Von werdenden Eltern ist oft zu hören: «Egal, ob Junge oder Mädchen, Hauptsache, das Baby ist gesund!» Aber stimmt das auch? Das Geschlecht des Kindes könnte nämlich durchaus etwas bedeuten – zumindest für die Zukunft der Beziehung zwischen Mami und Papi.

Paare, deren erstes Kind eine Tochter ist, tragen im Vergleich zu jenen mit erstgeborenen Söhnen ein höheres Scheidungsrisiko. Dies schreibt jetzt ein Team von US-amerikanischen und australischen Forschern im ehrwürdigen «Economic Journal», einem führenden akademischen Magazin aus Grossbritannien.

Gemäss ihrer Untersuchung nimmt die Gefahr des Auseinandergehens mit der Anzahl der Töchter sogar noch zu!

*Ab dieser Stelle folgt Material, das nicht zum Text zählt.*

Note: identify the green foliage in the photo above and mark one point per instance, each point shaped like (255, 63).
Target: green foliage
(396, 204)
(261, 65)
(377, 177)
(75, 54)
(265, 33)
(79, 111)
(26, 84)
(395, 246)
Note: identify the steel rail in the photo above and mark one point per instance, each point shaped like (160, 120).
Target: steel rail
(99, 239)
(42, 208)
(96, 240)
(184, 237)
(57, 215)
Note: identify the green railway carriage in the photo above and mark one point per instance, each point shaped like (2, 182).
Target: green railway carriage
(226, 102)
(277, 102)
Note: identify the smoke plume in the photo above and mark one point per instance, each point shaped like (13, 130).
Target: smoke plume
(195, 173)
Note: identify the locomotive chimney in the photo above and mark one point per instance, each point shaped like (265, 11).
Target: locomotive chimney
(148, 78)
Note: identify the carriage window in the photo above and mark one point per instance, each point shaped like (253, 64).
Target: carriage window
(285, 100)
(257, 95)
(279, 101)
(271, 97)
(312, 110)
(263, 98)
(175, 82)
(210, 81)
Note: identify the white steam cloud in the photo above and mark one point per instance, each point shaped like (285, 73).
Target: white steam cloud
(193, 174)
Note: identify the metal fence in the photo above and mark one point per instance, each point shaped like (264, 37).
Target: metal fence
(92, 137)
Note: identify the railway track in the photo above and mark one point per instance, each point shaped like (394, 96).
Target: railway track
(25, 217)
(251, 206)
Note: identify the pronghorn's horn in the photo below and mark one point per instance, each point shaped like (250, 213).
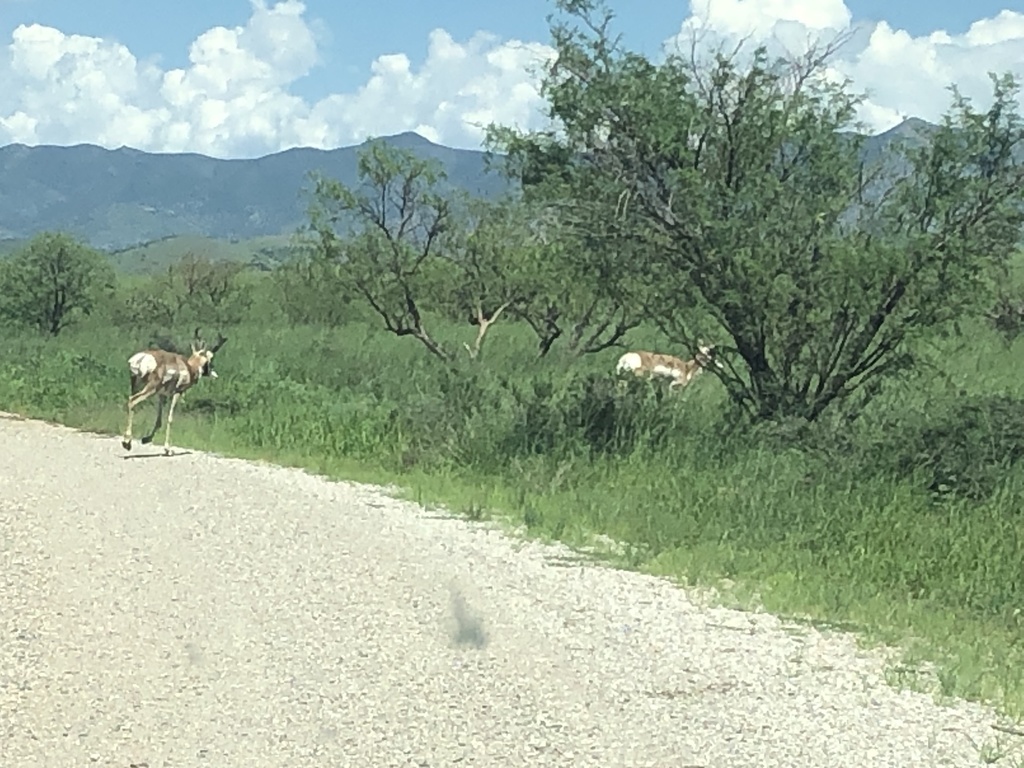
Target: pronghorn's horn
(220, 342)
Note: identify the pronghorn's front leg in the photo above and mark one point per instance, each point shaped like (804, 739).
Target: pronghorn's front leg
(146, 439)
(170, 418)
(133, 400)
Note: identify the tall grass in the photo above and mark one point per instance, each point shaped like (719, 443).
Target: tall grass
(905, 523)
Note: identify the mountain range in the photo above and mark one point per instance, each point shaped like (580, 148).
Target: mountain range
(116, 199)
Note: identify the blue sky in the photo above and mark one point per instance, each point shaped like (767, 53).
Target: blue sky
(337, 41)
(358, 32)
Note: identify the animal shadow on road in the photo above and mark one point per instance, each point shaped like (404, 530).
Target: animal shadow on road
(158, 455)
(468, 629)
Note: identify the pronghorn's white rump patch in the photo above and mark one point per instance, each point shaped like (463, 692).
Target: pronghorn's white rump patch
(141, 364)
(629, 361)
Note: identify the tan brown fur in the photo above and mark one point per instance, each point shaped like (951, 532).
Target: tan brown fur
(166, 374)
(680, 372)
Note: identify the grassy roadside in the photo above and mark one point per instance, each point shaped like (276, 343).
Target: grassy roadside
(941, 651)
(766, 527)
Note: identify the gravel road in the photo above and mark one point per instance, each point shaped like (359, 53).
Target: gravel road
(196, 610)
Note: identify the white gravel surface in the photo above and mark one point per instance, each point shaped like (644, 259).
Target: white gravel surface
(196, 610)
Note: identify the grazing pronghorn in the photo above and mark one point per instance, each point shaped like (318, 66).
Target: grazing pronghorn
(681, 372)
(158, 372)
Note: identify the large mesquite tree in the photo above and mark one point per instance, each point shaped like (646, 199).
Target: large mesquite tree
(752, 210)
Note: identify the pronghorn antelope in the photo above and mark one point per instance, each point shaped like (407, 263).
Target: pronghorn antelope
(158, 372)
(681, 372)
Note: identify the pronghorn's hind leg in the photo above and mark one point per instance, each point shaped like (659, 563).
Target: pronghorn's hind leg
(146, 439)
(170, 418)
(133, 400)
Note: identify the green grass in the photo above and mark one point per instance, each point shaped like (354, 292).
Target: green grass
(908, 528)
(157, 256)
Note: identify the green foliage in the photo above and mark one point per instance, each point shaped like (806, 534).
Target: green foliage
(194, 289)
(52, 283)
(402, 225)
(754, 217)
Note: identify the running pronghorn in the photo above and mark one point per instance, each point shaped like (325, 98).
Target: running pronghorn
(157, 372)
(681, 372)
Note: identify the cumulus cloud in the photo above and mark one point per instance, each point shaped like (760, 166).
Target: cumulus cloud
(902, 75)
(232, 98)
(235, 98)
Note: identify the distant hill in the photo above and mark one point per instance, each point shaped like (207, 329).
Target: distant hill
(119, 199)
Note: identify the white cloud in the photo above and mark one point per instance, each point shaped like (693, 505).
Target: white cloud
(233, 97)
(902, 75)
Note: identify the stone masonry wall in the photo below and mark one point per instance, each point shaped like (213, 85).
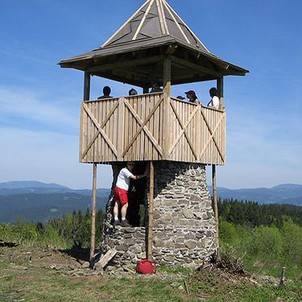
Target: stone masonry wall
(184, 222)
(184, 227)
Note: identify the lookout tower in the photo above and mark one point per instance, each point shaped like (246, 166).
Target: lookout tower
(176, 139)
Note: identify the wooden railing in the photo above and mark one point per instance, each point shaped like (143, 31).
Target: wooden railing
(146, 127)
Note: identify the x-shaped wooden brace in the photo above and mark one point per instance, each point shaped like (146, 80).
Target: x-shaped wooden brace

Bereits frühere Forschungen wiesen auf diesen Effekt hin, bisher ging man allerdings davon aus, dass dies – so seltsam es klingt – mit einer damals tief in der Gesellschaft verankerten Vorliebe für Söhne zusammenhing.

Eltern von jugendlichen Mädchen streiten sich häufiger über Erziehung

Die aktuelle Studie zeigt nun: Der «Tochter-Effekt» setzt erst bei Töchtern zwischen 13 und 18 Jahren ein – also wenn sie im Teeniealter sind.

Das Forschungsteam analysierte für seine Studie drei Millionen Ehen in den Niederlanden und Statistiken aus den USA. Die Daten zeigen, dass sich Eltern von jugendlichen Mädchen häufiger über die Erziehung stritten und insbesondere Väter und Töchter einander auf die Nerven gingen. Gemäss den Autoren deutet dies darauf hin, dass unterschiedliche Ansichten über Geschlechterrollen eine Ursache der Trennung sein könnten.

Häufiges Streitthema ist laut früheren Studien, wie viel Kontrolle die Eltern über die persönlichen Entscheidungen der Teenager haben sollten: wie sie sich kleiden, mit wem sie zusammen sind, wo sie arbeiten. Die Zürcher Familienberaterin Anna von Senger sagt: «Bei Mädchen stellt sich womöglich aus protektiver Sicht auch heute immer noch die Frage, ob man genauer hinschauen muss als bei den Buben.»

«Töchter dienen als Spiegel der Mütter»

Spannend: der Trennungseffekt zeigte sich nur bei Vätern, die keine Schwestern haben. Laut den Autoren verstanden Väter mit Schwestern ihre Töchter womöglich besser – da sie bereits im früheren Familienkreis miterlebt hatten, mit welchen Problemen Mädchen zu kämpfen haben, und konnten somit in der Pubertät auftretende Konflikte mildern.

Familienberaterin von Senger nennt eine weitere mögliche Erklärung: «Es sind oft die Mütter, die eine Trennung nach langem inneren Prozess initiieren. Die erstgeborenen Töchter dienen dabei der Mutter als Spiegel. Wenn sie ihre Pubertät mit all ihren Hinterfragungen durchmachen, kann dies für die Mutter als Weckruf wirken: Was habe ich mit meinem Leben gemacht? Ist vielleicht noch etwas anderes möglich?»